Hard-working salary- and commission-earners run a high risk of missing out on tax breaks at the end of the tax year, according to Imara Asset Management, South Africa, a wealth adviser to numerous corporate executives.
“The harder you work the softer you’re likely to be when it comes to tax planning,” says Lara Warburton, MD of Imara Asset Management SA.
“Every year, task-absorbed corporate heroes have the opportunity to seize tax savings designed to provide for retirement. Every year, many miss out.”
Typically, two types of high performer let the chance slip …
These go-getters miss tax savings running into tens of thousands of rands.
For instance, a hard worker on R480 000 a year may benefit from a company retirement plan, but fails to realise the tax advantages that accrue by simply taking out an additional retirement annuity (RA). The same diligent worker may benefit from incentive payments of R200 000 a year.
This staff member pays R36 000 a year into the corporate retirement fund (7.5% x R480 000) on which no tax is levied. This individual is also entitled to invest an additional R30 000 in an RA (15% x R200 000).
If no RA is taken out, annual tax of R187 270 becomes payable after rebates. But tax savings on the RA could reduce the tax bill to R175 270, a difference of R12 000. In effect, SARS ‘pays’ R12 000 toward your retirement.

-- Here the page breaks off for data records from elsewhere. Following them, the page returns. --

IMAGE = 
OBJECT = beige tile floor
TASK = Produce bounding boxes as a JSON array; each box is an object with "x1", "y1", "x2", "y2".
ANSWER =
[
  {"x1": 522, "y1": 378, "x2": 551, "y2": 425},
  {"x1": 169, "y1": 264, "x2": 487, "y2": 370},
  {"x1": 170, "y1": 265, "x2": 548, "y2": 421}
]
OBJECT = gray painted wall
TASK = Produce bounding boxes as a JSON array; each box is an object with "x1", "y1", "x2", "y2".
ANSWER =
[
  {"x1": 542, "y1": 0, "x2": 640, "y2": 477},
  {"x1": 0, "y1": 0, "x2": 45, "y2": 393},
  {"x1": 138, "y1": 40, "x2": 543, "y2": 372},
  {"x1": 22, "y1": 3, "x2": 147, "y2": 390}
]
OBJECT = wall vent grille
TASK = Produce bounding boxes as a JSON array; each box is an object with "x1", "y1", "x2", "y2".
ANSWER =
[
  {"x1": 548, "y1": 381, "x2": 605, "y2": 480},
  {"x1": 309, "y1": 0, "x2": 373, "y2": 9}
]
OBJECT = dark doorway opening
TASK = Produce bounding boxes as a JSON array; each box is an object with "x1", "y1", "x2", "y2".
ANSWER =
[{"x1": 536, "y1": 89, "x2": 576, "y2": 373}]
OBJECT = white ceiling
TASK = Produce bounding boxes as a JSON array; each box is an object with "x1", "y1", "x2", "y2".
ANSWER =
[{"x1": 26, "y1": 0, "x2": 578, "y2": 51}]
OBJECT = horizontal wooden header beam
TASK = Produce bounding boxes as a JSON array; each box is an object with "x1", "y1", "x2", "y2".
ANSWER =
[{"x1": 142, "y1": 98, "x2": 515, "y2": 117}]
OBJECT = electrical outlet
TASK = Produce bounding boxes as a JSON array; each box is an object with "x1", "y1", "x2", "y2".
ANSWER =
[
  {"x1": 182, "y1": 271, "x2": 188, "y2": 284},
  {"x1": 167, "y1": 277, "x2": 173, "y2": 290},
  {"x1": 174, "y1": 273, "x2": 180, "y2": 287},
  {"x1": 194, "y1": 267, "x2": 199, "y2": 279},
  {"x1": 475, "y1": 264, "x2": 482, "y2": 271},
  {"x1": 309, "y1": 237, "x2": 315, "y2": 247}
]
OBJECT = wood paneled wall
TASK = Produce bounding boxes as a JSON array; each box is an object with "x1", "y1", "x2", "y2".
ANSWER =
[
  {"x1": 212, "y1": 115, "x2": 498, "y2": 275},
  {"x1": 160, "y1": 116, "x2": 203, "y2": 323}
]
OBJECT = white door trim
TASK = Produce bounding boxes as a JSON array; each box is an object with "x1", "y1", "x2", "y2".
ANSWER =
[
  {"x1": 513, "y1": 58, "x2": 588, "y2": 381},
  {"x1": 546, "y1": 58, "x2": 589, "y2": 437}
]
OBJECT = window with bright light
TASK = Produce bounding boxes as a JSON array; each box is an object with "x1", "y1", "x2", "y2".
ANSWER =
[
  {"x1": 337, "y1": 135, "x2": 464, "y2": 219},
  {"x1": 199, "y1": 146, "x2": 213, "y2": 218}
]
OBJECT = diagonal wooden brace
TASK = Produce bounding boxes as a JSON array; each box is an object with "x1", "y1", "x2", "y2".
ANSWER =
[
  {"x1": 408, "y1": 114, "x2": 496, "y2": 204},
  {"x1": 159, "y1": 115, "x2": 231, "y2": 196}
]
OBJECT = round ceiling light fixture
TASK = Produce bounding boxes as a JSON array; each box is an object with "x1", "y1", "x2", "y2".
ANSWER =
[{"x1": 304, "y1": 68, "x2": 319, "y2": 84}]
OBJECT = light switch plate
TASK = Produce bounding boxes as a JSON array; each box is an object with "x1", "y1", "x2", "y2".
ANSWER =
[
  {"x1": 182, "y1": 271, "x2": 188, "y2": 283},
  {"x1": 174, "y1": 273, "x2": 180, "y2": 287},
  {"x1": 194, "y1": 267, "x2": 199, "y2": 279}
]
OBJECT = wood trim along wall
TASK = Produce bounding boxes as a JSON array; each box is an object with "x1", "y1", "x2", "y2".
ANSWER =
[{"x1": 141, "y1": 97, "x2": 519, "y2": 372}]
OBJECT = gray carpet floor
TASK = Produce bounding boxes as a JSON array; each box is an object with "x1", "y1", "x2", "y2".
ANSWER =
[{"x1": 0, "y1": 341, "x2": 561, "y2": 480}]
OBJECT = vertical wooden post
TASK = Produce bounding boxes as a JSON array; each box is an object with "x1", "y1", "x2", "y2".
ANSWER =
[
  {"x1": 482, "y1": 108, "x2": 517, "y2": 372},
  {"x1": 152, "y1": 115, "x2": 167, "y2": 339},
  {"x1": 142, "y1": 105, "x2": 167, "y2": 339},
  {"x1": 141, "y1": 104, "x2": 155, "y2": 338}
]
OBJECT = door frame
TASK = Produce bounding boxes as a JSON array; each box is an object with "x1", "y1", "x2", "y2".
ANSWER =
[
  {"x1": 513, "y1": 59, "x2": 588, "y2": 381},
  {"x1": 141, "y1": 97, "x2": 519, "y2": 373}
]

Over 10 years, the additional tax breaks amount to R191 249 or R1 180 165 over 25 years.
A goal-setter earning commission of R700 000 a year with NO company retirement plan may make no retirement provision at all and at year-end would face a tax bill of R209 670 after rebates. That same commission-earner is entitled to put R105 000 a year into an RA (15% x R700 000), reducing the tax exposure to R167 670 – a R42 000 saving.
After 10 years, the SARS ‘contribution’ to the commission king’s retirement plan totals R669 371 (or R4 130 576 after 25 years).
Imara calculations assume the RA earns a 10% annual return.
“These are significant sums of money,” says Warburton. “They highlight a huge frustration for financial planners – the fact that most busy people work too hard to look after their wealth and that most hard workers are a soft touch for the taxman.”